Mrs Merivale simmered, not because her friend’s sensibility might have been offended by the interest of a rough, common man, but because a convention had been flouted.

‘Far from it,’ Miss Scrimshaw answered with a return to that meekness which did not altogether go with her.

‘Miss Scrimshaw is leaving us’, Mrs Merivale condescended, ‘on an extended visit to Moreton Bay — to Mrs Lovell, the Commandant’s wife.’

Invested by her patroness with grandeur, Miss Scrimshaw should have risen to the occasion, had not all Sydney known (or anyway, its politer circles) that the Commandant had engaged a companion for his wife, exhausted by bearing children in quick succession, and isolated from refined society in a remote and brutal settlement.

In the circumstances, Miss Scrimshaw was not comforted by the probability that this Irishman was unaware.

The latter at least realized something was amiss, and had not enough control over his natural propensity for cruelty to resist ruffling the feathers of the two foolish birds before him. He began to look cunning, and to wet his lips, and to turn to the surveyor only half in confidence.

‘I did not mention’, he lowered his eyelids, and clicked his tongue, ‘that Mr Isbister arrived but recently from Moreton Bay, after calling in on Mr McGillivray of Murrumbopple, where they told him a tale — not unheard before, worse luck, in the country we live in.’

The ladies sighed, and smoothed themselves, and prepared for endless men’s talk.

Mr Merivale would have nodded to the coachman to start for home. Instead he smiled, out of politeness, into the sun, which was lowering itself by now in a cloudless winter sky.

‘Yes?’ he felt bound to encourage, though the colour had gone from his voice.

‘It appears’, the emancipist informed them, ‘that two shepherds in a remote corner of the run had fallen foul of the natives. Some matter — excuse me, ladies — of women.’

The ladies pricked their ears, but hoped it had gone unnoticed. Weren’t their eyes so decently lowered?

Delaney cleared his throat; in other company he would have spat.

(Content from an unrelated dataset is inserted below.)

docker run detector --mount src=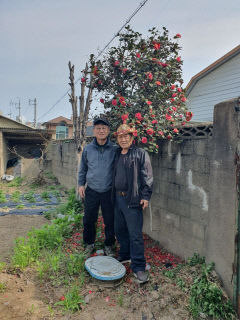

‘Well,’ he said, ‘to cut a story short and come to the point however tragical, the two men — honest fellers both of ’em — had just been found, their guts laid open (savin’ the ladies presence). Stone cold, they were, an’ the leg missin’ off of one of ’em — a mere lad from Taunton, Somerset.’

Mrs Merivale might have been impaled; Miss Scrimshaw on the other hand, continued distantly watching a scene, each detail of which filled her with a fascinated horror.

She said finally, ‘It is what some — not all of us — have chosen. To live in this country. Suffering is often a matter of choice.’

Her friend Mrs Merivale was rasping with disgust. ‘Tell him to drive on!’ she asked, or more precisely, ordered her husband. ‘Loathsome savages!’ she gasped.